The client ships with Log4j bindings and supports JSON and standard logging. The default log4j properties that it uses:
# Log to console
appender.console.type = Console
appender.console.name = LogToConsole
appender.console.layout.type = PatternLayout
appender.console.layout.pattern = [%-5level] %d{yyyy-MM-dd HH:mm:ss.SSS} [%t] %c{1} - %msg%n
# Log to console as JSON
appender.json.type = Console
appender.json.name = LogInJSON
appender.json.layout.type = JsonLayout
appender.json.layout.complete = true
appender.json.layout.compact = false
rootLogger.level = info
rootLogger.appenderRef.stdout.ref = LogInJSON
By default, LogInJSON
is enabled.
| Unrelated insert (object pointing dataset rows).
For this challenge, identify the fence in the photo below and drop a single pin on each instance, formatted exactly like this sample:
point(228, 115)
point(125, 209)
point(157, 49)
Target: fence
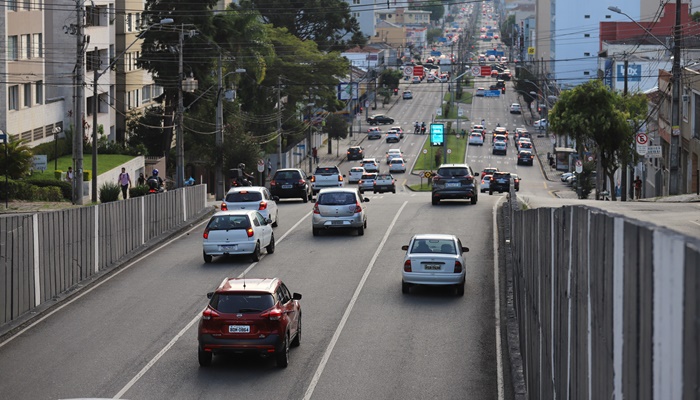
point(607, 307)
point(43, 255)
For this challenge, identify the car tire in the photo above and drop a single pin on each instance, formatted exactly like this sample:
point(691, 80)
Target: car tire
point(270, 248)
point(282, 354)
point(256, 253)
point(297, 339)
point(204, 357)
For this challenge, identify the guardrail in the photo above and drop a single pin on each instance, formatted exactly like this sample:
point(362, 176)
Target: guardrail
point(606, 305)
point(44, 255)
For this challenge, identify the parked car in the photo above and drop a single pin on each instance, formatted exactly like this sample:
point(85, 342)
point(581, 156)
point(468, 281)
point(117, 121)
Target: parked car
point(339, 208)
point(384, 183)
point(476, 139)
point(237, 232)
point(379, 119)
point(250, 315)
point(397, 165)
point(366, 183)
point(355, 153)
point(434, 259)
point(454, 181)
point(291, 183)
point(355, 174)
point(252, 198)
point(485, 183)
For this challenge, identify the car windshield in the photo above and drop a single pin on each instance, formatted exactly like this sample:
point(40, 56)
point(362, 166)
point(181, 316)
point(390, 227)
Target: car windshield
point(243, 196)
point(433, 246)
point(228, 222)
point(233, 303)
point(336, 198)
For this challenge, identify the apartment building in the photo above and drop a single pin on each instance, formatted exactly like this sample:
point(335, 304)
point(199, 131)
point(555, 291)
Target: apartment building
point(27, 110)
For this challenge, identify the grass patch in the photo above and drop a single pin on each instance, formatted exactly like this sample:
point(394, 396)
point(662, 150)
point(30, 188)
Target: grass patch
point(105, 162)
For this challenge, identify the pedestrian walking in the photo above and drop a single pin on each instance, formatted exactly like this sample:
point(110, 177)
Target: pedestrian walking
point(124, 181)
point(69, 175)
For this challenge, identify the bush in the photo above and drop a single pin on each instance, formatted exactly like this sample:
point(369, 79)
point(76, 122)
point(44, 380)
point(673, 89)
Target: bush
point(109, 192)
point(138, 191)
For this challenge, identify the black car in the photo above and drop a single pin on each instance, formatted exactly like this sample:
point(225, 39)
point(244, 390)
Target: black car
point(500, 182)
point(379, 119)
point(291, 183)
point(454, 181)
point(355, 153)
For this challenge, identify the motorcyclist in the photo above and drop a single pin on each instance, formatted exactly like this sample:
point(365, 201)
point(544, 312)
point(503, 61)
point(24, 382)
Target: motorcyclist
point(155, 182)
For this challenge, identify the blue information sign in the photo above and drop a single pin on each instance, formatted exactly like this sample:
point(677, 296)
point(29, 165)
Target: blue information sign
point(437, 134)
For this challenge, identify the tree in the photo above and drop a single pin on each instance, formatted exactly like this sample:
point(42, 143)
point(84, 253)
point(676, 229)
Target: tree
point(336, 128)
point(599, 120)
point(18, 160)
point(329, 23)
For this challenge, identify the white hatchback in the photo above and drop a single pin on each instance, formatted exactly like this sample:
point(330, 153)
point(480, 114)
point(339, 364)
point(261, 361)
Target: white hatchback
point(434, 259)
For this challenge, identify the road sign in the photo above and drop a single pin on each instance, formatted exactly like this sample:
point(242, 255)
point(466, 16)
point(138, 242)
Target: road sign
point(653, 152)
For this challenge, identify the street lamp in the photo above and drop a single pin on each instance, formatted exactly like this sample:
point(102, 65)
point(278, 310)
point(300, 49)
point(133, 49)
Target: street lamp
point(95, 96)
point(675, 170)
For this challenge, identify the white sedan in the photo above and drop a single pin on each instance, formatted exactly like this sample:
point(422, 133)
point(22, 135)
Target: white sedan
point(434, 259)
point(237, 232)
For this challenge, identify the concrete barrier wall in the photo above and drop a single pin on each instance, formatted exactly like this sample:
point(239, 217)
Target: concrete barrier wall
point(46, 254)
point(607, 307)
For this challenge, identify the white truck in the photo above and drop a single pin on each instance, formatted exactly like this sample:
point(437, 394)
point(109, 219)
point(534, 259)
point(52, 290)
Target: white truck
point(325, 177)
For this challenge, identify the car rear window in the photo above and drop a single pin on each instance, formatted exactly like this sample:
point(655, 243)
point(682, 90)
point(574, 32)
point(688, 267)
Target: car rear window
point(453, 171)
point(336, 198)
point(228, 222)
point(243, 197)
point(235, 303)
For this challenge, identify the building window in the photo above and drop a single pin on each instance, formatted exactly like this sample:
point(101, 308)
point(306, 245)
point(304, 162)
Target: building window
point(37, 45)
point(39, 92)
point(13, 98)
point(12, 50)
point(27, 95)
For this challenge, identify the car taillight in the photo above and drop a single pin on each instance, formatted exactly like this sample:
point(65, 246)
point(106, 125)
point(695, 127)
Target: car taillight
point(358, 207)
point(458, 267)
point(274, 315)
point(209, 314)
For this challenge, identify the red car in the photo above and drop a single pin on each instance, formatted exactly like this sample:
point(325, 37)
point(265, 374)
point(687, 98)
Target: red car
point(250, 316)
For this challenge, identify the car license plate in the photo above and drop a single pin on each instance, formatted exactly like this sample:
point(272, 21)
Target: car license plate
point(238, 329)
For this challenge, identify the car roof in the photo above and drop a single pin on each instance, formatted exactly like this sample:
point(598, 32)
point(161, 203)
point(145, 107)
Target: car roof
point(268, 285)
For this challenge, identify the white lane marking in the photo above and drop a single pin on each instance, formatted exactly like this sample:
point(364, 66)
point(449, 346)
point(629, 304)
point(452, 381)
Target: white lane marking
point(177, 337)
point(348, 310)
point(497, 303)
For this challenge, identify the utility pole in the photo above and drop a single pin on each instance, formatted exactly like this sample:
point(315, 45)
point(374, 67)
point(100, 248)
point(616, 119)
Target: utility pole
point(95, 104)
point(179, 142)
point(78, 109)
point(675, 181)
point(219, 176)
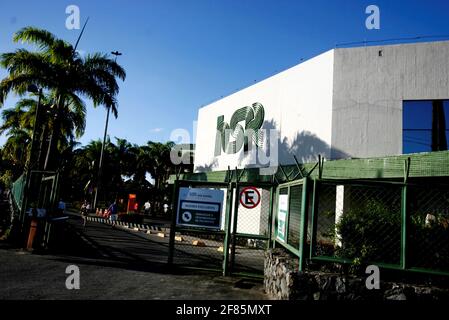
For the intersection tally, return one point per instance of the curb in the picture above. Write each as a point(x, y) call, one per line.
point(129, 225)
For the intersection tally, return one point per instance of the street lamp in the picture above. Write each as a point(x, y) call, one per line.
point(32, 89)
point(100, 165)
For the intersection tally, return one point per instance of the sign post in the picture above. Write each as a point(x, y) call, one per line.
point(200, 208)
point(250, 197)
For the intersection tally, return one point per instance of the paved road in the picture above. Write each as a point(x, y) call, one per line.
point(114, 264)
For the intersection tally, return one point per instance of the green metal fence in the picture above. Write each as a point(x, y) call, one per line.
point(395, 225)
point(239, 245)
point(251, 230)
point(17, 191)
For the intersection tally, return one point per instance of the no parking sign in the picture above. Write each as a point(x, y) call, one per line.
point(250, 197)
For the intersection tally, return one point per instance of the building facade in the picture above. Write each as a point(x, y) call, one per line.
point(345, 103)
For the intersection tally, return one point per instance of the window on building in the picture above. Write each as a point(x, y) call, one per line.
point(425, 126)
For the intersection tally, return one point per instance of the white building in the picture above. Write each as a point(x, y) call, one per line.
point(344, 103)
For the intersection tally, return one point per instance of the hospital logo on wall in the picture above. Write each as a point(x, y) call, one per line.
point(253, 117)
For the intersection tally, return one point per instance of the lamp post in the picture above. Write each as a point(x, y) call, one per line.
point(100, 165)
point(32, 89)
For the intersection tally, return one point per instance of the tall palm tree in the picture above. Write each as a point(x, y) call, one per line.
point(59, 69)
point(22, 117)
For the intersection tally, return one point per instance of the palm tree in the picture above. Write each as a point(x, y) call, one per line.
point(22, 118)
point(57, 68)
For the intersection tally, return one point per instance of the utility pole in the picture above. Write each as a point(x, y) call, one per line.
point(100, 165)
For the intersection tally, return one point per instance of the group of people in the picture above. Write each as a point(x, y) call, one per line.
point(86, 208)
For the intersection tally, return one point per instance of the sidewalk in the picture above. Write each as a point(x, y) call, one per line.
point(122, 273)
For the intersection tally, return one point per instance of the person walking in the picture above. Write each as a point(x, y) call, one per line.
point(113, 210)
point(147, 207)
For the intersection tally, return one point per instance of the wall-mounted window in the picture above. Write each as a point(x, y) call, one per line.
point(425, 126)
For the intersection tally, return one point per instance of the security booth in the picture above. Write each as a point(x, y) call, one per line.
point(392, 212)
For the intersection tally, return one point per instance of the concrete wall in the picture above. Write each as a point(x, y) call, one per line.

However, you can customtize all of this by providing these configurations prefixed with monitoring.lag.logging.
. For example, to enable the standard logging, you will need to
add this config monitoring.lag.logging.rootLogger.appenderRef.stdout.ref=LogToConsole
or as environment variable: monitoring_lag_logging_rootLogger_appenderRef_stdout_ref=LogToConsole
.
Note: When configuring the logging through the environment variables, note that the configuration are case sensitive.
If you want to use this client embedded into your application, you can achieve that by adding a dependency to this tool in your pom.xml
or gradle.build
as explained below:
<dependency>
<groupId>com.omarsmak.kafka</groupId>
<artifactId>consumer-lag-monitoring</artifactId>
<version>0.1.1</version>
</dependency>
compile 'com.omarsmak.kafka:consumer-lag-monitoring:0.1.1'
import com.omarsmak.kafka.consumer.lag.monitoring.client.KafkaConsumerLagClient;
import com.omarsmak.kafka.consumer.lag.monitoring.client.KafkaConsumerLagClientFactory;
import org.apache.kafka.clients.admin.AdminClientConfig;
import java.util.Properties;
public class ConsumerLagClientTest {
public static void main(String[] args){
// Create a Properties object to hold the Kafka bootstrap servers
final Properties properties = new Properties();
properties.setProperty(AdminClientConfig.BOOTSTRAP_SERVERS_CONFIG, "kafka1:9092");
// Create the client, we will use the Java client
final KafkaConsumerLagClient kafkaConsumerLagClient = KafkaConsumerLagClientFactory.create(properties);
// Print the lag of a Kafka consumer
System.out.println(kafkaConsumerLagClient.getConsumerLag("awesome-consumer"));
}
}
import com.omarsmak.kafka.consumer.lag.monitoring.client.KafkaConsumerLagClientFactory
import org.apache.kafka.clients.admin.AdminClientConfig
import java.util.Properties
object ConsumerLagClientTest {
@JvmStatic
fun main(arg: Array<String>) {
// Create a Properties object to hold the Kafka bootstrap servers
val properties = Properties().apply {
this[AdminClientConfig.BOOTSTRAP_SERVERS_CONFIG] = "kafka1:9092"
}
// Create the client, we will use the Kafka AdminClient Java client
val kafkaConsumerLagClient = KafkaConsumerLagClientFactory.create(properties)
// Print the lag of a Kafka consumer
println(kafkaConsumerLagClient.getConsumerLag("awesome-consumer"))
}
}
Run ./gradlew clean build
on the top project folder which is as result, it will run all tests and build the Uber jar.